Of video games and icons

John Romero, I mean you. The two Johns, people I can only aspire to emulate. The other John being Mr Carmack at iD software. However, I think Mr Romero is the one I am most like. The guy spent the last few years (before jumping on board with Midway) doing what he wanted to do with his own company. MonkeyStone games doing awesomely fun 2D games. That is where it all started, back with the 2D, and that is where I'm at now.

It may be because I haven't played around with graphics programming, but I'd like to think that it's because I know what I want to do. I hope I can find myself a job, when I graduate in a couple more years (2 more left in my 5 year degree, 2007 here I come) doing some portable system game programming. I've got my current project underway and I think it may turn out all right. Or mostly right. I admit, I've only come so far as to get the keyboard input working with my (skillfully placed) stick figures. All that's left before I can really show the game off as an 'alpha' is to make a splash screen and replace my stick figures and flat ground with the textures and icons I've been drawing up the last month.

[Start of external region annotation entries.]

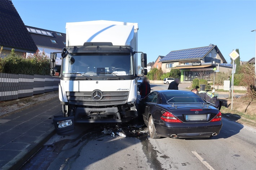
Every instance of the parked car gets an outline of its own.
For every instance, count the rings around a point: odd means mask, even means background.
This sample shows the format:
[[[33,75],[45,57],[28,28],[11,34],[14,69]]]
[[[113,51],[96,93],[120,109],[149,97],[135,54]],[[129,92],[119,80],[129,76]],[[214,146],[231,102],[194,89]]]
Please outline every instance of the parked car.
[[[174,78],[164,78],[164,83],[168,84],[173,81],[174,81]]]
[[[210,137],[220,133],[221,113],[193,92],[151,92],[139,104],[139,114],[151,138]]]
[[[138,87],[141,85],[141,83],[142,83],[142,77],[138,77],[138,82],[137,82],[137,85]]]

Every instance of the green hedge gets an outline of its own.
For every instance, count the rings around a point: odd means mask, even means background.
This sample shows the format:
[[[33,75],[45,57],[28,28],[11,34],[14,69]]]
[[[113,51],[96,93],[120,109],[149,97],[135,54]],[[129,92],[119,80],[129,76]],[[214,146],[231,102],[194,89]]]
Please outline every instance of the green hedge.
[[[28,75],[49,75],[50,59],[45,52],[37,51],[27,58],[17,55],[14,49],[11,54],[0,60],[0,73]]]
[[[192,87],[197,88],[199,88],[199,79],[198,78],[195,78],[193,80],[193,81],[192,82]]]
[[[234,85],[246,86],[247,85],[243,81],[244,76],[243,73],[234,74]]]
[[[205,79],[200,79],[199,80],[199,85],[200,86],[201,84],[207,85],[208,84],[208,82]]]

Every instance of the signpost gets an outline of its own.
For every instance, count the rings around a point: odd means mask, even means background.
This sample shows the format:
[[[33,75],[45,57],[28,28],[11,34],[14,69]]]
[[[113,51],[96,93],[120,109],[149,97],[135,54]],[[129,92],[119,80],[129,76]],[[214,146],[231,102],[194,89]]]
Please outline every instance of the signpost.
[[[231,85],[232,86],[232,99],[231,101],[231,110],[233,109],[233,95],[234,95],[234,74],[235,73],[235,68],[236,64],[235,66],[234,64],[234,61],[239,56],[239,54],[235,50],[233,50],[230,54],[229,55],[231,59],[233,60],[233,67],[232,69],[232,82]]]
[[[215,92],[215,89],[214,88],[214,83],[215,81],[215,72],[220,72],[219,70],[214,70],[214,76],[213,76],[213,89],[212,90],[212,94],[214,95],[214,93]]]

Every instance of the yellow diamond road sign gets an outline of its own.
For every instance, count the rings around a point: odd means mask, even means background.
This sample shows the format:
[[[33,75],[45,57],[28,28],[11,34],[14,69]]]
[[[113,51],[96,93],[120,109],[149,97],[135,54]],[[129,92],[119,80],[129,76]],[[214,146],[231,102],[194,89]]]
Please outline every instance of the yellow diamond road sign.
[[[235,50],[233,50],[229,55],[232,60],[234,60],[239,56],[239,55]]]

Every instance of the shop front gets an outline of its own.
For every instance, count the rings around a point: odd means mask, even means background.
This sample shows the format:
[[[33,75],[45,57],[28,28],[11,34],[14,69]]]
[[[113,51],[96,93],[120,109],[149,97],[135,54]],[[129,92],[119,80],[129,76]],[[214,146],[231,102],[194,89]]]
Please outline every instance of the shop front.
[[[183,78],[181,78],[181,81],[192,81],[195,78],[199,78],[206,79],[207,81],[211,81],[212,80],[211,79],[210,75],[211,74],[214,73],[216,68],[184,69],[184,70],[182,70],[181,69],[181,74],[183,74]]]

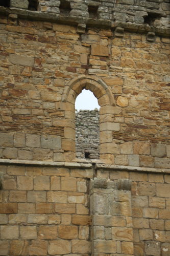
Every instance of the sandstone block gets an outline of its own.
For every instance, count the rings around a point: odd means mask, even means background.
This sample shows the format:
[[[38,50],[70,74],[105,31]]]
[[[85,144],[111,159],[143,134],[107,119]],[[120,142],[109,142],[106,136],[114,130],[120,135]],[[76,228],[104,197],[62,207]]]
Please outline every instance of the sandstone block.
[[[28,9],[29,2],[28,0],[11,0],[10,7],[15,8]]]
[[[16,182],[15,180],[9,179],[4,180],[3,181],[3,189],[15,189],[16,186]]]
[[[74,239],[78,238],[78,229],[76,226],[60,225],[58,227],[58,236],[63,239]]]
[[[27,226],[19,227],[20,236],[21,239],[36,239],[37,238],[37,227]]]
[[[129,156],[129,164],[132,166],[139,166],[139,157],[138,155],[130,155]]]
[[[18,207],[16,203],[1,203],[0,214],[17,214]]]
[[[9,251],[9,242],[8,241],[5,241],[5,240],[1,240],[0,255],[8,255],[8,251]]]
[[[100,45],[91,45],[91,54],[96,56],[109,56],[108,48],[107,46]]]
[[[13,138],[11,134],[0,133],[0,146],[4,147],[13,146]]]
[[[57,203],[55,204],[55,211],[59,214],[75,214],[75,204]]]
[[[133,154],[132,142],[125,142],[120,144],[120,154]]]
[[[16,148],[6,147],[3,151],[3,156],[5,158],[16,159],[17,158],[17,151]]]
[[[71,251],[71,243],[67,240],[50,241],[48,253],[50,255],[65,254]]]
[[[10,243],[10,255],[27,256],[29,253],[29,242],[26,240],[12,240]]]
[[[51,189],[52,190],[60,190],[61,189],[60,177],[57,176],[51,177]]]
[[[74,215],[72,217],[72,223],[75,225],[89,225],[91,221],[91,217],[88,215]]]
[[[35,214],[35,204],[18,203],[18,214]]]
[[[132,228],[113,227],[112,229],[113,240],[115,241],[133,241]]]
[[[29,147],[40,147],[40,136],[36,134],[27,134],[26,146]]]
[[[83,193],[79,192],[69,192],[68,196],[68,203],[75,203],[76,204],[84,204],[85,198]]]
[[[13,1],[15,1],[15,0]],[[32,67],[34,67],[34,58],[28,57],[26,55],[19,55],[10,53],[9,61],[15,65]]]
[[[17,147],[24,147],[26,144],[25,134],[16,133],[14,135],[14,145]]]
[[[29,191],[27,194],[28,202],[46,202],[45,191]]]
[[[72,251],[74,253],[90,253],[91,242],[86,240],[72,240]]]
[[[7,215],[0,214],[0,224],[8,223],[8,218]]]
[[[59,136],[41,135],[41,146],[45,148],[61,148],[61,141]]]
[[[89,227],[87,226],[79,226],[79,239],[88,240],[89,236]]]
[[[140,165],[145,167],[154,167],[154,158],[151,156],[140,156]]]
[[[152,240],[153,239],[153,231],[151,229],[139,229],[139,235],[140,240]]]
[[[33,240],[29,246],[29,254],[31,256],[45,256],[47,254],[47,242],[45,241]]]
[[[138,191],[139,196],[155,196],[155,184],[149,182],[139,182]]]
[[[58,236],[57,227],[55,226],[40,226],[38,237],[40,239],[56,239]]]
[[[1,226],[1,239],[17,239],[19,237],[18,226]]]
[[[36,190],[50,190],[50,178],[48,176],[36,176],[34,178],[34,189]]]
[[[151,156],[157,157],[166,156],[166,146],[163,144],[151,144]]]
[[[61,191],[49,191],[47,194],[47,201],[52,203],[67,203],[67,193]]]
[[[158,197],[167,197],[167,191],[169,189],[170,184],[157,184],[156,195]]]
[[[9,194],[10,202],[27,202],[27,195],[26,191],[10,191]]]
[[[27,215],[25,214],[10,214],[9,216],[9,223],[19,225],[27,222]]]
[[[19,159],[33,159],[33,153],[31,151],[28,150],[19,150],[18,154]]]
[[[18,176],[18,189],[21,190],[31,190],[33,189],[33,179],[32,177]]]
[[[36,208],[37,214],[53,213],[53,204],[51,203],[37,203]]]
[[[73,177],[61,177],[61,190],[65,191],[76,191],[76,178]]]
[[[28,223],[45,224],[47,222],[47,216],[45,214],[29,214]]]
[[[121,247],[123,253],[133,254],[133,243],[132,242],[122,242]]]

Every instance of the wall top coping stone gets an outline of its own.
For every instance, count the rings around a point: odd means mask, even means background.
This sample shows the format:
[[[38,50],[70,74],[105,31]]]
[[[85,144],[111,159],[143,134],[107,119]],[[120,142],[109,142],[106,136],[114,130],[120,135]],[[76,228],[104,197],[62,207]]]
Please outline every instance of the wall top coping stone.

Maybe if I get around to it I'll post some pics of my characters and the screenshots I GIMP'd together.

-Good to goal

Comments

I'd have a comment button if this blog would work. I've tried a few times but it never does seem to appear. Nobody reads this, anyway. If they did then I'd get an email once in a while.

I can give you a gmail account if you like. I've got some 50 invitations to give out.

-Though if you're a blogger, you've already got one.